Finding edge cases for PEPs 484, 563, and 649 (type annotations)

Previously, the steering council put out a call for someone to please step forward and help us gather information around type annotations, how they are declared, and to help us understand the problem space. Unfortunately no one came forward, and so we are now putting out a more concrete request of the general typing community to help us make a decision around PEP 484, PEP 563, and PEP 649.

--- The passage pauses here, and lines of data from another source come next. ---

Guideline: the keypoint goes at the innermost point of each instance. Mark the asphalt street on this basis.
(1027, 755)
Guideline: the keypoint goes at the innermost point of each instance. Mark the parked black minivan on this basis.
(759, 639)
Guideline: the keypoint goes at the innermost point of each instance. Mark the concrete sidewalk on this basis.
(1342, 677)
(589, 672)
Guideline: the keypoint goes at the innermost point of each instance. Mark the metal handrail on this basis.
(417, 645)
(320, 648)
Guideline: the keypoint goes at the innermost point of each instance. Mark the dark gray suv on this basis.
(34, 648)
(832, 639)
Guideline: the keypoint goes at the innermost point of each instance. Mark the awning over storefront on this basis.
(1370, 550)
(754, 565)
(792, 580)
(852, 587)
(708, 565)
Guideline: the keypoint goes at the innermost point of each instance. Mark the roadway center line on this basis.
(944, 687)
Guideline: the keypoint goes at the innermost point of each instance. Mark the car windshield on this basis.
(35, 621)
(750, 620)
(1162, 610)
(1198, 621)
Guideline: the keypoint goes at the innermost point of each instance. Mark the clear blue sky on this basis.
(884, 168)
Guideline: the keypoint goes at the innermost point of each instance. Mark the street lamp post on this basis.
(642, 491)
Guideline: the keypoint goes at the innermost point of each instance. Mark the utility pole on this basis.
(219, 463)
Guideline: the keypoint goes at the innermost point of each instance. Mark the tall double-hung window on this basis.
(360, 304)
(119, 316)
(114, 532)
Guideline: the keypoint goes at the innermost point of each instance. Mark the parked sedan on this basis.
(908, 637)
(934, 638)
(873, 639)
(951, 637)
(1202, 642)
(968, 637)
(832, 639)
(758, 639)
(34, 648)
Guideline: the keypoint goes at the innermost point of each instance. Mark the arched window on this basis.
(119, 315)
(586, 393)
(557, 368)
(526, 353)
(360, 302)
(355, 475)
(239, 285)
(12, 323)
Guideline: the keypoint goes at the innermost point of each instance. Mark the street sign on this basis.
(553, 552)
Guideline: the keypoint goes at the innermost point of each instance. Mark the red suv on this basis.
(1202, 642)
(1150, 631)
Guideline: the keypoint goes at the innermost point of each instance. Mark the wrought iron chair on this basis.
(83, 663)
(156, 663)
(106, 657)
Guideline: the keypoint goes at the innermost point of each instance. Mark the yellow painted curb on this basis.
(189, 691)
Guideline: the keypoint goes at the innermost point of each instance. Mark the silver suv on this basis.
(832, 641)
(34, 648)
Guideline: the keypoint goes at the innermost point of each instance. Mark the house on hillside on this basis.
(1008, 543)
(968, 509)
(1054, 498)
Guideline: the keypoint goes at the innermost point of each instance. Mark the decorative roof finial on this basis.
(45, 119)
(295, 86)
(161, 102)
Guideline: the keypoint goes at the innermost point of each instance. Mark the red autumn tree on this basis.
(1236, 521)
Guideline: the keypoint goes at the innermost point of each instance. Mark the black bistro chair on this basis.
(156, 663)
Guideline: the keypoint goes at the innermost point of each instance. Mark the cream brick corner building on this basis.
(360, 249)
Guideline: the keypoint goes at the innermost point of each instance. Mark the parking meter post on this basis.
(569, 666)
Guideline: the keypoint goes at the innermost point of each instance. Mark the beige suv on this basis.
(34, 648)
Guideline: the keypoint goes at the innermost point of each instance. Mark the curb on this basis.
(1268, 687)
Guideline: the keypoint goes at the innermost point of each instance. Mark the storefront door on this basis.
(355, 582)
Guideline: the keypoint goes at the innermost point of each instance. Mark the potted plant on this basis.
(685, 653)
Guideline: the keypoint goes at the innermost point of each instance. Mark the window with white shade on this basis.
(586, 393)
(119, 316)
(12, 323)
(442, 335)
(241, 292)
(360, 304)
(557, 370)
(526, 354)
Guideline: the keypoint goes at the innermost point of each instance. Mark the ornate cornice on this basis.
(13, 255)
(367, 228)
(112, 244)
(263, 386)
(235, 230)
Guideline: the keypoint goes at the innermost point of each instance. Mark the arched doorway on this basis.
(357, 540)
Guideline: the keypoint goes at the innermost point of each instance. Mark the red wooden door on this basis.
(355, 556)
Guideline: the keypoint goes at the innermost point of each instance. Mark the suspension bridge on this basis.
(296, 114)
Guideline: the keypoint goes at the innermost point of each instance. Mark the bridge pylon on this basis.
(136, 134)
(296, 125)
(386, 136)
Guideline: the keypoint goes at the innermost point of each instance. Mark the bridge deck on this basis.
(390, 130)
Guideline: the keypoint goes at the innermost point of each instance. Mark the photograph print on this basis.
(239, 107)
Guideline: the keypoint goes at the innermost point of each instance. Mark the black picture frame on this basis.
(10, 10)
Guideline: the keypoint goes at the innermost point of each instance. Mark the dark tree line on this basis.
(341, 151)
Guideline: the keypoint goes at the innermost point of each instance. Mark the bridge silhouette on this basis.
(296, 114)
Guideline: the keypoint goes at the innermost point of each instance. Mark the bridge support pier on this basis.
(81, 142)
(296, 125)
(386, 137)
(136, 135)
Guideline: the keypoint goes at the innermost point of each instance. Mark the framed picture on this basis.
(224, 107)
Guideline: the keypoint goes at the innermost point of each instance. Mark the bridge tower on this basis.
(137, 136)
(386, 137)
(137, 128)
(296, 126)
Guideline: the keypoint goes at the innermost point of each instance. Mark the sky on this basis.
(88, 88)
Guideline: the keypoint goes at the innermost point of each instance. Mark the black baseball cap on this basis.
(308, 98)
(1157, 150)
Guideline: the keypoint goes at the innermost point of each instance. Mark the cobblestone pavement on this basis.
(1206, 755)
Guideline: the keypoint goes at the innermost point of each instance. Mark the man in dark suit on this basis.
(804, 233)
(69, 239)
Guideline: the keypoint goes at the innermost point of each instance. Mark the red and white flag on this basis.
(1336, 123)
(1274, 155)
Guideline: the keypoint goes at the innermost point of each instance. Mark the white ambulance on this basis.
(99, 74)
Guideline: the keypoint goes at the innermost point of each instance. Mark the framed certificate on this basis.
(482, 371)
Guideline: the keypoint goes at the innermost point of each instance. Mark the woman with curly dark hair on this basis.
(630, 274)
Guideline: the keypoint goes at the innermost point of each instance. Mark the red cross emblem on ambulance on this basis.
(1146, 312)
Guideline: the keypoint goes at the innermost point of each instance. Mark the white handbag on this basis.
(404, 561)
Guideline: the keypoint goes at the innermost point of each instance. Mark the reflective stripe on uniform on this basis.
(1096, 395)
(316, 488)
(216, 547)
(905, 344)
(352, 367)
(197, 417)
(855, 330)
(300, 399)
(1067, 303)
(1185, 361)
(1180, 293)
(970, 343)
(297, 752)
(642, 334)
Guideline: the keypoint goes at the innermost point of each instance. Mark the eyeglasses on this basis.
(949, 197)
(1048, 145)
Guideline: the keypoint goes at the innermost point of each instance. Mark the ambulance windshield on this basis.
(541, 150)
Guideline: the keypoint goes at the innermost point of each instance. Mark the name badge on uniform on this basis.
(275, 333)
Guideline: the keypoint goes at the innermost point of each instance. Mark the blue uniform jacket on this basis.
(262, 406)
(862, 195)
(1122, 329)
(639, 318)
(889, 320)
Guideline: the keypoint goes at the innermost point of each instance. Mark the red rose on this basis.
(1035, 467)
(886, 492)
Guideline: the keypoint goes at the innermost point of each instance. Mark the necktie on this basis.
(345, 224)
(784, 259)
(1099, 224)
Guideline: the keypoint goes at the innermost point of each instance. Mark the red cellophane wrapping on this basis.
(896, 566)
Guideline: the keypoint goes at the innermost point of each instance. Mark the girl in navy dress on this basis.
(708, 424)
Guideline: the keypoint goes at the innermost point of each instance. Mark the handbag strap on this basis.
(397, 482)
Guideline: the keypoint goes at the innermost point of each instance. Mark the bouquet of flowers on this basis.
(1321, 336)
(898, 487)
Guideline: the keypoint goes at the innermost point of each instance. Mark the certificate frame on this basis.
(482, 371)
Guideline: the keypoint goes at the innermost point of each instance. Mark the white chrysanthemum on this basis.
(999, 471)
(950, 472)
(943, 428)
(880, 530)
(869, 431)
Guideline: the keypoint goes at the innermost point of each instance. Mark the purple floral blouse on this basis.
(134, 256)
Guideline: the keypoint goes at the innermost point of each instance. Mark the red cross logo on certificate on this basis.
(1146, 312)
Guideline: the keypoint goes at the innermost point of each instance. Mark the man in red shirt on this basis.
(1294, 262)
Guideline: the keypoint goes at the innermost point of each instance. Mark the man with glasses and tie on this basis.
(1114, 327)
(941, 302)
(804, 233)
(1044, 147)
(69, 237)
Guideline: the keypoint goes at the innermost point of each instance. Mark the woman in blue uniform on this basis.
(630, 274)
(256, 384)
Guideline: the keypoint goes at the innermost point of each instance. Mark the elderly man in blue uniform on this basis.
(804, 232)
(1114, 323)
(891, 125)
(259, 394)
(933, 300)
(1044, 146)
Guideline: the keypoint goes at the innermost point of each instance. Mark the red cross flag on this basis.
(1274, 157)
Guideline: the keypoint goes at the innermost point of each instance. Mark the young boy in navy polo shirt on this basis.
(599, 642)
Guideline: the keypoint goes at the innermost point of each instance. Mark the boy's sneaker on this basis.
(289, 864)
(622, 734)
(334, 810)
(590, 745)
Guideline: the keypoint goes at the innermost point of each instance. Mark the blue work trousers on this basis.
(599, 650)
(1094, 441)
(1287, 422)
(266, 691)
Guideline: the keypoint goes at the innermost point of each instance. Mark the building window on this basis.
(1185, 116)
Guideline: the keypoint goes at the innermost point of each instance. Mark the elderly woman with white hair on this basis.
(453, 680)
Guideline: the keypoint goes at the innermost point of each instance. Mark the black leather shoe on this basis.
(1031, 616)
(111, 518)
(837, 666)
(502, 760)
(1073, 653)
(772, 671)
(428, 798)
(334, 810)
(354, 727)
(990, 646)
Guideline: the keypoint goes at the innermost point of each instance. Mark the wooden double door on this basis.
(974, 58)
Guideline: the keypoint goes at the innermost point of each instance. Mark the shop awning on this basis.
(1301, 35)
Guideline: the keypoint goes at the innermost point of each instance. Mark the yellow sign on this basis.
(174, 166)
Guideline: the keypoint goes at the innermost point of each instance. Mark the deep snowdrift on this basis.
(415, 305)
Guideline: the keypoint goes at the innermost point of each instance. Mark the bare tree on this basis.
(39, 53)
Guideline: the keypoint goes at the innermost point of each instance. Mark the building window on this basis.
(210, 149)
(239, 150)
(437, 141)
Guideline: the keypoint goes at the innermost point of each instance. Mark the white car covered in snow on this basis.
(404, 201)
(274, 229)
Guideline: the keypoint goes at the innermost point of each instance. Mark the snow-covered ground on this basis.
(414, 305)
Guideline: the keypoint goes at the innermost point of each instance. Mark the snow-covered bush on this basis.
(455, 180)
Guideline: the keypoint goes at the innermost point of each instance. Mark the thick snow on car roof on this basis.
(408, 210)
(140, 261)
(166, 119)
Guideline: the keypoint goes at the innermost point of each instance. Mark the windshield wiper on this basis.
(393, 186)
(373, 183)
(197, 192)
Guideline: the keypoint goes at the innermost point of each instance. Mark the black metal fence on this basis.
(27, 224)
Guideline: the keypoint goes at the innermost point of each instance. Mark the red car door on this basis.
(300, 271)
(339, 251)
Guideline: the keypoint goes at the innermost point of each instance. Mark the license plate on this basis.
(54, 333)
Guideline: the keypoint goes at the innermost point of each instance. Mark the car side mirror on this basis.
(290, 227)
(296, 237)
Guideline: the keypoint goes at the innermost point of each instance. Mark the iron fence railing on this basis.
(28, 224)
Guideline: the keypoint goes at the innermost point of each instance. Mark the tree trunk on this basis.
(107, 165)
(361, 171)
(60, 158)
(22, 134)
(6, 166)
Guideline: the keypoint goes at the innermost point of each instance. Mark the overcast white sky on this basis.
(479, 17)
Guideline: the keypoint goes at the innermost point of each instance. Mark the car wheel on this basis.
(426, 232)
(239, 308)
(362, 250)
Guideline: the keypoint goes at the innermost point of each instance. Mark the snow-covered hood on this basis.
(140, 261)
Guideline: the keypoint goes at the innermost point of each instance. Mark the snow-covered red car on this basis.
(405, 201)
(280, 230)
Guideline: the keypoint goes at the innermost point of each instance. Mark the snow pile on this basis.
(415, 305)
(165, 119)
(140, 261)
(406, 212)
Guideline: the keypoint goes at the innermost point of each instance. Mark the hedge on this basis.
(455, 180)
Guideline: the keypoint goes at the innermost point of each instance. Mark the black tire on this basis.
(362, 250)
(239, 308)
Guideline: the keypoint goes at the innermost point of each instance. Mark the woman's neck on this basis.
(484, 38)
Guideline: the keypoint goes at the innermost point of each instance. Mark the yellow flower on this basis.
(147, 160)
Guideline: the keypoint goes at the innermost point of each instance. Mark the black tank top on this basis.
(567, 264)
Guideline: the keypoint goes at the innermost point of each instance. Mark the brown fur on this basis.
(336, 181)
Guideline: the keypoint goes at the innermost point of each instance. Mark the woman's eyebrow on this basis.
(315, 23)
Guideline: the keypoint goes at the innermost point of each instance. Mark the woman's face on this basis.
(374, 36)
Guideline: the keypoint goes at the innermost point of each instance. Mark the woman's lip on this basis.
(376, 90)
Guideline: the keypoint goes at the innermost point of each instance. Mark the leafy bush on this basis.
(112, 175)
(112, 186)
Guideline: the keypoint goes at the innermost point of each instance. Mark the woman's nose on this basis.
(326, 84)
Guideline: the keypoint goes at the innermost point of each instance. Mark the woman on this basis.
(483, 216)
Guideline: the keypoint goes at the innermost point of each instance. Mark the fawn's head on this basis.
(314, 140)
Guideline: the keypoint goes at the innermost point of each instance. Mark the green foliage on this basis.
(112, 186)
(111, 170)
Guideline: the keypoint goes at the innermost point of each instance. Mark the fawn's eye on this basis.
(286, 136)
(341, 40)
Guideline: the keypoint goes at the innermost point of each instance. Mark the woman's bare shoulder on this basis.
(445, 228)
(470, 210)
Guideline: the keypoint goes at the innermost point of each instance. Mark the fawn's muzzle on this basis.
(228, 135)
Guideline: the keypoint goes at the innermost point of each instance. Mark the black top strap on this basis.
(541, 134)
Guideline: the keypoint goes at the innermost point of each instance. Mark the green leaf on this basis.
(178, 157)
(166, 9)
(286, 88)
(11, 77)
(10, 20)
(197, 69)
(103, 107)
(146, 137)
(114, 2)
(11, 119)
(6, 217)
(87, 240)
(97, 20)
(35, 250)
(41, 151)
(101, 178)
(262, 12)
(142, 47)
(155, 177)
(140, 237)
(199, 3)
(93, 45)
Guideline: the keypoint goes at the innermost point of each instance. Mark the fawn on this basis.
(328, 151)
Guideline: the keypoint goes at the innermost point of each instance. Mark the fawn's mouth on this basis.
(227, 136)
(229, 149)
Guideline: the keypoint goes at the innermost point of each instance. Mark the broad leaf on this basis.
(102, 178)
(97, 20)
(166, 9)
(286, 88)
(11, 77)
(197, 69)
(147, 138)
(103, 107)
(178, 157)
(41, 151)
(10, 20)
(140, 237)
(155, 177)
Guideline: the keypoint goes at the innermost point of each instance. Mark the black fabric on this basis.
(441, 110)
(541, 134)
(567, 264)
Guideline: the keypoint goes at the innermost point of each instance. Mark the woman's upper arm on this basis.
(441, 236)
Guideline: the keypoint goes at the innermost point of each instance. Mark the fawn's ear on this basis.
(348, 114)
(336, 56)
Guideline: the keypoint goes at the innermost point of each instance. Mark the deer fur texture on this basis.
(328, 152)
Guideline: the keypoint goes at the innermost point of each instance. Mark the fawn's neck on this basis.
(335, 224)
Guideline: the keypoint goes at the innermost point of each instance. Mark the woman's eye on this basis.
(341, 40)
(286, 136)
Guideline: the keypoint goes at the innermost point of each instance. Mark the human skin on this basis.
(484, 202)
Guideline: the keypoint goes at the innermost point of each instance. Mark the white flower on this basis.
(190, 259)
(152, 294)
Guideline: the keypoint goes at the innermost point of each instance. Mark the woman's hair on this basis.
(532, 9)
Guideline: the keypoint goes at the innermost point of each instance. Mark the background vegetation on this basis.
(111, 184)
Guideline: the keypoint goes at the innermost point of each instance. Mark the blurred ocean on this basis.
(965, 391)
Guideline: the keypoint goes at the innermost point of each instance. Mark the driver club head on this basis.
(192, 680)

Specificially, what we would like a list of cases where declaring type annotations do not work under (at least) one of the three (proposed) ways of declaring annotations:

  • Executed at runtime (PEP 484)
  • Strings, ala from __future__ import annotations (PEP 563)
  • Deferred evaluation (PEP 649)

For each edge case, we would like a small code sample and which of the three approaches it doesn’t work for. As an example, the following does not work for PEP 484 due to the lack of support for forward references:

class BinaryTree:
    value: Any | None
    lhs: BinaryTree | None
    rhs: BinaryTree | None

At the end of this, what we would like is to have a list of edge cases that fail for (at least) one of the approaches so we can understand the compromises we would be asking of the community if we were to accept any of them as the default/only solution to declaring type annotations. Once we have such a list we believe we can continue on with our discussions on the topic (although this by no means is meant to suggest it will directly lead to a decision about these PEPs).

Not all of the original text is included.